Wednesday, November 19, 2008

Been There Done That

Over the past month as the market roiled and the economy slipped more decisively into recession I have listened as many have used words like, "unprecedented" and "uncharted waters." In fact it is neither. In the last decade investors have been assaulted with pronouncements of how this time it is different and how productivity and technology and countless other items have made history irrelevant. Now that the same people are trotting out the other side of the proverbial cliche' coinage it is time to consider the sources.

We have all from time to time been beguiled by a story which keeps making our own seem out of sync. We only have so much intestinal fortitude when our own theses are being assaulted by daily contradiction.

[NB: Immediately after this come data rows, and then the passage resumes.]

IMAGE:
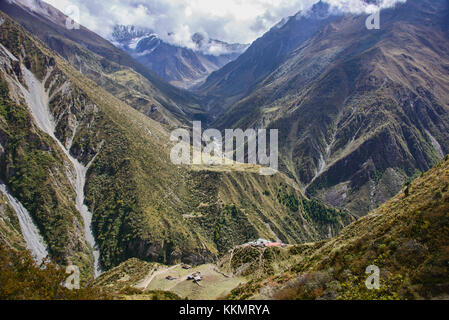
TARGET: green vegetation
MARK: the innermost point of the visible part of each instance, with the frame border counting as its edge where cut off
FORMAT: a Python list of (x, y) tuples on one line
[(407, 238), (22, 279)]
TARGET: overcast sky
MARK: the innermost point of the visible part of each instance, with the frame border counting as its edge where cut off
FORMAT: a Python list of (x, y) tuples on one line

It is important at a time like this to consider what equity prices are. With so many publications and programs creating a roll the dice mentality, it is easy to forget, or even never consider, what the price of a share represents. It is the claim on a very long term cash flow of the underlying entity. Implicit is the riskless alternative investment, U.S. Government bonds, the expectation of inflation and the risk premium of the equity investment.

Each of these is of course too dynamic to pluck from the headlines as the basis of a long term investment strategy. For a long term strategy long term perspective is needed.

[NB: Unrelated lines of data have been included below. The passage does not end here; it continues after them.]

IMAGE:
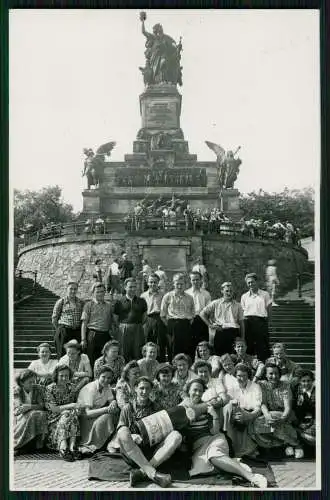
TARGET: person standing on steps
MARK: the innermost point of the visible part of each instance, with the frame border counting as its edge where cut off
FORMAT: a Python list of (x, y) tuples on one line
[(66, 318), (272, 280), (96, 323), (256, 304)]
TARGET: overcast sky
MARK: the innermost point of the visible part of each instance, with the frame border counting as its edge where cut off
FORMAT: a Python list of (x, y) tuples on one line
[(250, 78)]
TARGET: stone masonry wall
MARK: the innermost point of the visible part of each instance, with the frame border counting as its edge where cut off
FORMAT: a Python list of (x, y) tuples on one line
[(226, 260)]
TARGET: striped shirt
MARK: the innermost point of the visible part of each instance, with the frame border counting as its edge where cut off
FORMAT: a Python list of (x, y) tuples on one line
[(68, 312)]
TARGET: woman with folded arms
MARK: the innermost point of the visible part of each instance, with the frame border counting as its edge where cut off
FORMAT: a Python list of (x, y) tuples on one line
[(30, 422)]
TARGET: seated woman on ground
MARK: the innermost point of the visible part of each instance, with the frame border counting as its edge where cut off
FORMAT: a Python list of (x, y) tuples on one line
[(110, 357), (203, 352), (182, 374), (134, 448), (274, 427), (125, 385), (242, 409), (149, 364), (290, 371), (78, 363), (30, 422), (44, 366), (304, 407), (166, 393), (63, 414), (255, 365), (99, 421), (209, 447)]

As emotion as well as a dismal reality take hold, it is worth stepping back to the true concept of equity ownership. There is a series of issues worth considering:

1. Equity ownership is the acceptance of risk for the prospect of greater return than in a risk free investment. Currently that risk is the lowest in decades.

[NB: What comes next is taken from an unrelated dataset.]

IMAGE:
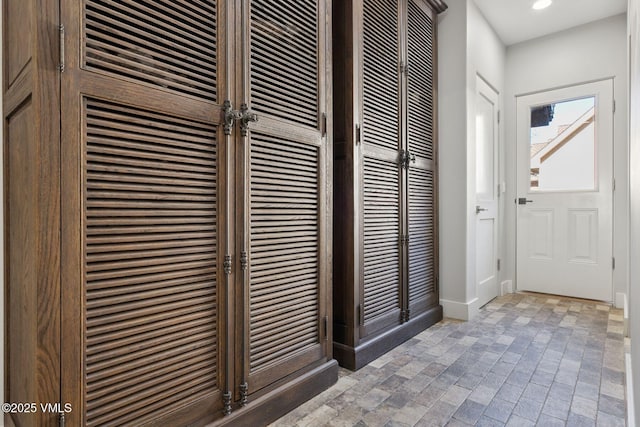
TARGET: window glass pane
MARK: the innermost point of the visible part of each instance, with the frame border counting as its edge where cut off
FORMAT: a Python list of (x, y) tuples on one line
[(563, 146)]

2. In the present environment to consider any specific company secure from the real pressures of economic realities is a greater leap of faith than we have seen in many years. General Motors and Merrill Lynch have given a serious dose of harsh reality that is possible.

3. The capitalistic model of commerce and economic growth will endure as it has since the first souk where mercenaries traded plundered wealth for camels.

4. The first order importance is return *of* capital rather than return *on* capital.

5. We should normalize earnings to smooth out the noise of quarterly earning of the market since the focus on momentary earnings will provide a target moving too quickly to be useful. Since market earnings must track closely GDP I use GDP for historical perspective.

1790 to 2007 GDP growth was 5.30 annualized

1885 to 2007 GDP growth 5.98% Dow Industrial Average 5.01%

1932 to 2007 GDP growth 7.55% DJIA 7.38%

1949 to 2007 GDP growth 7.04 DJIA 7.69%

1991 to 2007 GDP growth 5.75 DJIA 9.85%

2003 to 2008 est GDP growth 5.11% DJIA -9.63%

As one can see GDP growth is a relatively steady event. Market performance over time tracks slightly above or below economy performance. In the multibubble era since the early 1990's the stock market delinked from the economy; a logical impossibility in the long run. Now again it has delinked although this time with the market lagging as it has quickly unwound decade long excess.

The credit bubble which began decades ago will not be dismissed easily or quickly. Having said that, the fall in the equity market in the past year have brought the valuation based on normal growth of the economy over the long term more reasonable than seen in many years.

The market action is terrible. Calling the bottom of the market is impossible. However buying a call on the future earnings of the economy at a low price makes far more sense than paying an excessively high price. We will be legging clients back in slowly over the next months and year.